Gli adulti che stanno vivendo questo periodo storico si sentono smarriti, impauriti, disorientati. A faticare a rispettare le regole sono gli adulti, a uscire e riunirsi in gruppi quando non sarebbe consentito sono gli adulti, a faticare a indossare mascherine e dispositivi di sicurezza sono gli adulti.
Ovviamente questa è una generalizzazione, la stragrande maggioranza degli adulti le regole le rispetta… ma tra chi non le rispetta, spesso, non ci sono i bambini.
I bambini hanno accettato da subito ogni regola: mascherine, giochi più distanziati, banchi con il plexiglass, fine degli sport, visite ai nonni più rare o inesistenti, didattica a distanza con tutti i problemi relativi a connessioni poco veloci, dispositivi mancanti o non adatti… i bambini come sempre si sono adattati. Non senza esprimere, talvolta, fastidio, disagio e a tratti sofferenza. Ma i bambini hanno deciso di continuare a vivere accettando le regole e impegnandosi a rispettarle, spesso, molto più degli adulti, con l’unico obiettivo di continuare a essere bambini.
Gli adulti intorno a loro, che davvero si sentono smarriti, hanno gradualmente iniziato a proiettare sui bambini le loro angosce. Hanno spostato il loro peso sui bambini, definendo i bambini vittime.

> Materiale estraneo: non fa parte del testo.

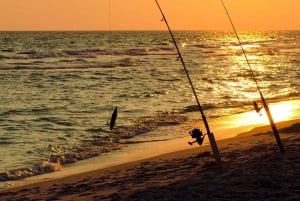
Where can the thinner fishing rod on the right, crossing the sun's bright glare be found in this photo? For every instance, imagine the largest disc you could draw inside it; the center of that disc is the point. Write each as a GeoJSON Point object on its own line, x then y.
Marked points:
{"type": "Point", "coordinates": [267, 109]}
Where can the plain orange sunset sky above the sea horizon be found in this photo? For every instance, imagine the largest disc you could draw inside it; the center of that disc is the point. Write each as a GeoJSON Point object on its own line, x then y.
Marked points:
{"type": "Point", "coordinates": [144, 14]}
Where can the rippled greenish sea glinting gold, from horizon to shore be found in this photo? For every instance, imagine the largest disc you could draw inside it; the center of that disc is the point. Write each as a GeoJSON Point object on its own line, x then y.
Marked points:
{"type": "Point", "coordinates": [59, 89]}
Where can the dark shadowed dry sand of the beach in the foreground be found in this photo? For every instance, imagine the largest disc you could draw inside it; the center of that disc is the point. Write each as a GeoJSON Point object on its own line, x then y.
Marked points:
{"type": "Point", "coordinates": [253, 169]}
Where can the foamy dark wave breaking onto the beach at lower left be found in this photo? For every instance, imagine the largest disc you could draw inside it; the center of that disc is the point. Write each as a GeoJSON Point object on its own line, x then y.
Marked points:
{"type": "Point", "coordinates": [101, 142]}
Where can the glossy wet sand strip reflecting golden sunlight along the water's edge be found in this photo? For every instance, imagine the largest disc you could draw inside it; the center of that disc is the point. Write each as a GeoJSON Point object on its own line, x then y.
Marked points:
{"type": "Point", "coordinates": [224, 128]}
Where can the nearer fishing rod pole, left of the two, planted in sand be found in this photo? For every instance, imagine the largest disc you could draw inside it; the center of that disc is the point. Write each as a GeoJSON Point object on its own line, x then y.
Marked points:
{"type": "Point", "coordinates": [209, 133]}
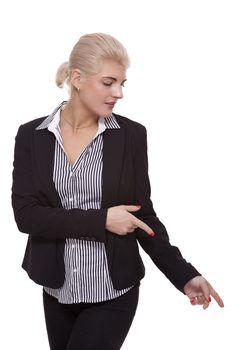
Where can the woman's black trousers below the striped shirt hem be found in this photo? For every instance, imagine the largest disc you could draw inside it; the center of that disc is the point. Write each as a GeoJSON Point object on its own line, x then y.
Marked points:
{"type": "Point", "coordinates": [90, 326]}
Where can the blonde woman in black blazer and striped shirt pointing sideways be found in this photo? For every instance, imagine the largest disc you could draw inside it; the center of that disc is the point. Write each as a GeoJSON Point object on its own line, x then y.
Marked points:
{"type": "Point", "coordinates": [81, 191]}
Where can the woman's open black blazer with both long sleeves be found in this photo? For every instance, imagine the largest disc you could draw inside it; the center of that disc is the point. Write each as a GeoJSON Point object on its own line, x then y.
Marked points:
{"type": "Point", "coordinates": [38, 210]}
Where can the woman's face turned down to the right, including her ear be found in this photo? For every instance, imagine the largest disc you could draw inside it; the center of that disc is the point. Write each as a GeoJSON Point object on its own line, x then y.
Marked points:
{"type": "Point", "coordinates": [99, 93]}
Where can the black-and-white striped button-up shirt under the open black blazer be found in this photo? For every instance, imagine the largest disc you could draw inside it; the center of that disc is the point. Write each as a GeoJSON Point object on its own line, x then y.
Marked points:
{"type": "Point", "coordinates": [79, 185]}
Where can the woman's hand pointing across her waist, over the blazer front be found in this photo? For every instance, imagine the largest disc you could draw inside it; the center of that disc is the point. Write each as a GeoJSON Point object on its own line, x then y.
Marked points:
{"type": "Point", "coordinates": [120, 221]}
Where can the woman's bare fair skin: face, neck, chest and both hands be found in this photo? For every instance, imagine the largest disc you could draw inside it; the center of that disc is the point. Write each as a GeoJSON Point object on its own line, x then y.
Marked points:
{"type": "Point", "coordinates": [94, 96]}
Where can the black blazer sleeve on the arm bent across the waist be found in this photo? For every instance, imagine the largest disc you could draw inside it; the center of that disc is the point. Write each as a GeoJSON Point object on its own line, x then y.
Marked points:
{"type": "Point", "coordinates": [34, 217]}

I bambini sono molto saggi. Sanno che le privazioni non dureranno per sempre e prima o poi potranno riprendere la loro vita. Non necessariamente questa esperienza sarà per loro uno stigma, un marchio, una partenza in ritardo.
Come ha dichiarato Massimo Recalcati qualche mese fa a La Repubblica : “Non ci sarà nessuna generazione Covid a meno che gli adulti e, soprattutto, gli educatori ed insegnanti non insistano a pensarla e a nominarla”.

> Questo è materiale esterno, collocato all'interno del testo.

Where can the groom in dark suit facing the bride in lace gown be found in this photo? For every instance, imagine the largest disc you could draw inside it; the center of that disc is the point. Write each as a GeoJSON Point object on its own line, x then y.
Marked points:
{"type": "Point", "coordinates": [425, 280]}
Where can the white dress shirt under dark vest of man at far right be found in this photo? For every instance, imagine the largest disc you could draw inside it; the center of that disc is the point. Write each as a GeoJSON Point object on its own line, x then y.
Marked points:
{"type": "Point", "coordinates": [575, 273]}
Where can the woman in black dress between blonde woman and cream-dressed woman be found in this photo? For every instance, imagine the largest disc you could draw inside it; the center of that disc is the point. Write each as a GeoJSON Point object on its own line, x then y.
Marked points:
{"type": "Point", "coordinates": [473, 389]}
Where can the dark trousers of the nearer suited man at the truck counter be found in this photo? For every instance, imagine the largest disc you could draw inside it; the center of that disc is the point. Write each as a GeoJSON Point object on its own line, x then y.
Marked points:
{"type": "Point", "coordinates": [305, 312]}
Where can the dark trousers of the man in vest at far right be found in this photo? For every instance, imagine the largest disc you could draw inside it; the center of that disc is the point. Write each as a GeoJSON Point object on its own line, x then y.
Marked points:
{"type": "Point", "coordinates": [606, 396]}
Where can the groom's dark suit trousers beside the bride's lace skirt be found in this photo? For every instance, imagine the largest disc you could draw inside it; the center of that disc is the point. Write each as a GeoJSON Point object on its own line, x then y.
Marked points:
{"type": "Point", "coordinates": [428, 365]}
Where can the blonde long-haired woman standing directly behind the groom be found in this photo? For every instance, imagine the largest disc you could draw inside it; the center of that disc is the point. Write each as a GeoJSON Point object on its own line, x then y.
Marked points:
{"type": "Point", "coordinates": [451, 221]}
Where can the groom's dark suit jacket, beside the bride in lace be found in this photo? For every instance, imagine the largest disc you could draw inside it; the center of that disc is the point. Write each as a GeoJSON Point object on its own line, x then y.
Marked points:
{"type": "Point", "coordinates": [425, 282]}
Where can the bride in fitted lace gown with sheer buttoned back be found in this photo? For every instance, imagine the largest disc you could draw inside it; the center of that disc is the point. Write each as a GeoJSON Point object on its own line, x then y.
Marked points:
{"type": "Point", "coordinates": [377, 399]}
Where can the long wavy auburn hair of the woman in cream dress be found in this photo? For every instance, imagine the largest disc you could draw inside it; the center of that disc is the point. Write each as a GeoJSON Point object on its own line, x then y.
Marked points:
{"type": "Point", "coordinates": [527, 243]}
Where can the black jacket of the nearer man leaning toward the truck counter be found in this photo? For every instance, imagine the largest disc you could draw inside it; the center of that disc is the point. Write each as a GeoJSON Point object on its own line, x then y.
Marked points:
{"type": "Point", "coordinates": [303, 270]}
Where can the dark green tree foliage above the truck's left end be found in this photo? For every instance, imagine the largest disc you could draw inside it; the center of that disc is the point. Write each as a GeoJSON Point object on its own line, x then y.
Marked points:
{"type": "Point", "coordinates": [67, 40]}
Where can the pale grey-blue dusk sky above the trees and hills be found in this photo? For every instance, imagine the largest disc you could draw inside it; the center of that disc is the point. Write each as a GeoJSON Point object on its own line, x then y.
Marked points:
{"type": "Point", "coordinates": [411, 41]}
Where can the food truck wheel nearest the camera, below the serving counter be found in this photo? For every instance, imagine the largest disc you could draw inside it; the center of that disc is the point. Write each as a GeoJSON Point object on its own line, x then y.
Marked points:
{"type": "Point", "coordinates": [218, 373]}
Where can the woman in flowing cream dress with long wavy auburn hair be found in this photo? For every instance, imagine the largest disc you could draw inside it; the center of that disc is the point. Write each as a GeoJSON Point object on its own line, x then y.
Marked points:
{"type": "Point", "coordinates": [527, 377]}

L’immagine che i bambini di oggi avranno quando saranno adulti dipende da chi è adulto, ora, intorno a loro. I più giovani si rispecchiano in noi e sta a noi rimandare loro messaggi positivi. Non la positività tossica, forzata e ipocrita dell’”andrà tutto bene”, del sorridere e dell’allegria in ogni situazione, ma una propositività reale e costruttiva che spinga a cercare i punti di forza che questa esperienza ci ha portato a maturare. Perché non si può accettare che tutto il dolore, la perdita e la restrizione passino senza darci qualcosa di positivo da portare nel futuro.

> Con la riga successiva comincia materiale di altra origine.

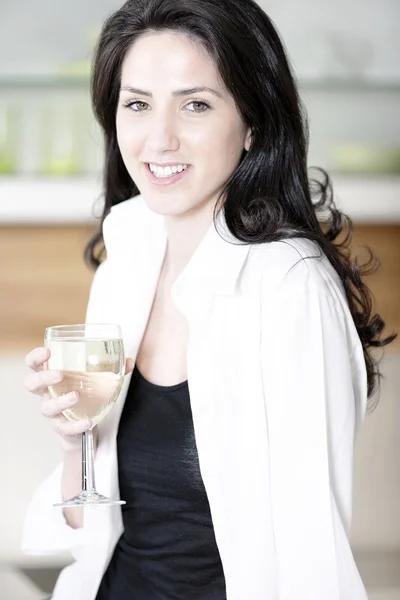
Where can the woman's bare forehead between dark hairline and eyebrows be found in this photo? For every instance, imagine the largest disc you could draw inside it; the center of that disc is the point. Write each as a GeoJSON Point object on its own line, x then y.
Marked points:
{"type": "Point", "coordinates": [169, 57]}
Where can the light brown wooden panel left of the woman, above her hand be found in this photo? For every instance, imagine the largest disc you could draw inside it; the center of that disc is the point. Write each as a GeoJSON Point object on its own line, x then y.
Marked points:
{"type": "Point", "coordinates": [43, 282]}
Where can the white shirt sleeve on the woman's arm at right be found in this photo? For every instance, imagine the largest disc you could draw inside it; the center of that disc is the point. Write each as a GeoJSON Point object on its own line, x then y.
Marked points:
{"type": "Point", "coordinates": [314, 382]}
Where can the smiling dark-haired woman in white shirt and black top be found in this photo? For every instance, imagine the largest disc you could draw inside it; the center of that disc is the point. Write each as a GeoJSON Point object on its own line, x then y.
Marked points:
{"type": "Point", "coordinates": [250, 328]}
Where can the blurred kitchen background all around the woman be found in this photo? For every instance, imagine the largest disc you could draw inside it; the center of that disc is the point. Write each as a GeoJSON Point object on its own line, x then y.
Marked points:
{"type": "Point", "coordinates": [346, 58]}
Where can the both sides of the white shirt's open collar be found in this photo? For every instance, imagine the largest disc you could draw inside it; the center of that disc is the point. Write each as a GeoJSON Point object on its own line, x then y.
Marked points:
{"type": "Point", "coordinates": [135, 234]}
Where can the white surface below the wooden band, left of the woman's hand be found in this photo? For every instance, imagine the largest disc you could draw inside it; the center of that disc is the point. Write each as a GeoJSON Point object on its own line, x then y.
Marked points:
{"type": "Point", "coordinates": [29, 450]}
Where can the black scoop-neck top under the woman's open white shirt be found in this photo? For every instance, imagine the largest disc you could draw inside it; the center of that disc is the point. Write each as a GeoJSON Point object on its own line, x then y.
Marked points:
{"type": "Point", "coordinates": [168, 549]}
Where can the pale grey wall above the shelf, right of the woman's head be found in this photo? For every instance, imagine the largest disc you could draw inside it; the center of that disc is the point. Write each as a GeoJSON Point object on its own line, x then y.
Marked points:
{"type": "Point", "coordinates": [317, 35]}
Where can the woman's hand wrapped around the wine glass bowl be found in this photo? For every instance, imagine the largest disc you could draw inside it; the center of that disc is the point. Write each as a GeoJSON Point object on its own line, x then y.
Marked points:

Invece di dire che i bambini e i ragazzi sono vittime, li si può ammirare per il fatto che siano la prima generazione a essere stata in grado di adattarsi velocemente, letteralmente da un giorno all’altro, a nuove condizioni e nuovi modi di vivere, studiare, crescere. La prima generazione che ha imparato sul serio ad apprezzare ciò che noi abbiamo sempre dato per scontato, la libertà, la socialità, e probabilmente in futuro sapranno gestirle meglio e con più attenzione. Una generazione che sta maturando competenze digitali preziosissime che, piacciano o no, sono il futuro del mondo del lavoro.
Ciò che vedranno allo specchio “da grandi”, vittime che hanno perso ore di scuola in presenza e per questo hanno qualcosa in meno, oppure vincenti che hanno saputo tirare fuori il meglio da una situazione di sfida, dipende dall’immagine che noi adulti stiamo restituendo loro adesso.